Meta's Llama 4 70B and 405B are out. With API prices flat-to-rising, the breakeven point for self-hosting has shifted meaningfully.

What's in the box

Llama 4 70B and 405B, both with permissive license (Meta's usual community license — commercial use OK below 700M MAU).
Mixture-of-experts variant (LLama-4-Scout-17B active / 109B total) at the small end.
256k context on the 70B, 1M on the 405B.
Native tool-use training; performs comparably to closed-source mid-tier models on common benchmarks.

The economics now

For a single H100 serving Llama 4 70B at 4-bit quantization with vLLM, throughput is ~80 tokens/sec under modest load. At ~$2/hr cloud cost, that's roughly $0.07 per 1M tokens — about 50× cheaper than frontier-model API pricing.

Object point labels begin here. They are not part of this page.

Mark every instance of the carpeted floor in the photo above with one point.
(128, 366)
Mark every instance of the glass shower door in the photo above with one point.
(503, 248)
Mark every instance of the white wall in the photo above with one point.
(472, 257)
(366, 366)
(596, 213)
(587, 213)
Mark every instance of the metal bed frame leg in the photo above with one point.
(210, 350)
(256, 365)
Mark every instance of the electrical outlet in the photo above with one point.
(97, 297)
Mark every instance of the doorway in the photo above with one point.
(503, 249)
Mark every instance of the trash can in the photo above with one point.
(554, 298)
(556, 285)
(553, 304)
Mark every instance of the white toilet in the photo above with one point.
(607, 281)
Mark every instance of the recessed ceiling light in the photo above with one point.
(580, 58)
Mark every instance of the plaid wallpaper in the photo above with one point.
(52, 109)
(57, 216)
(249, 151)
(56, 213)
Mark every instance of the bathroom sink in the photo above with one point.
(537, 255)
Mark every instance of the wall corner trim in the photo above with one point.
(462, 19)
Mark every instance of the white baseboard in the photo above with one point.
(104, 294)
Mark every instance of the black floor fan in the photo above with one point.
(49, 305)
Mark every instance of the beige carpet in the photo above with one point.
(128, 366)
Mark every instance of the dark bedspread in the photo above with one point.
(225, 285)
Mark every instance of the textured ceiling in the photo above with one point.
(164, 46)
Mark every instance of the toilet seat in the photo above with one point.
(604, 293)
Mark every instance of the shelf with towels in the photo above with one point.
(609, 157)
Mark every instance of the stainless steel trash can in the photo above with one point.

The breakeven vs Sonnet-tier APIs at typical workloads is now around 30k requests/day. Below that, APIs win on ops simplicity. Above that, self-hosting Llama 4 is genuinely competitive.

What to actually do

Run a 1-week shadow eval comparing your prompts on Llama 4 vs your current API.
If quality is within 5% on your eval set and volume is non-trivial, build a self-host POC.
Don't self-host as a religious choice. The ops cost is real.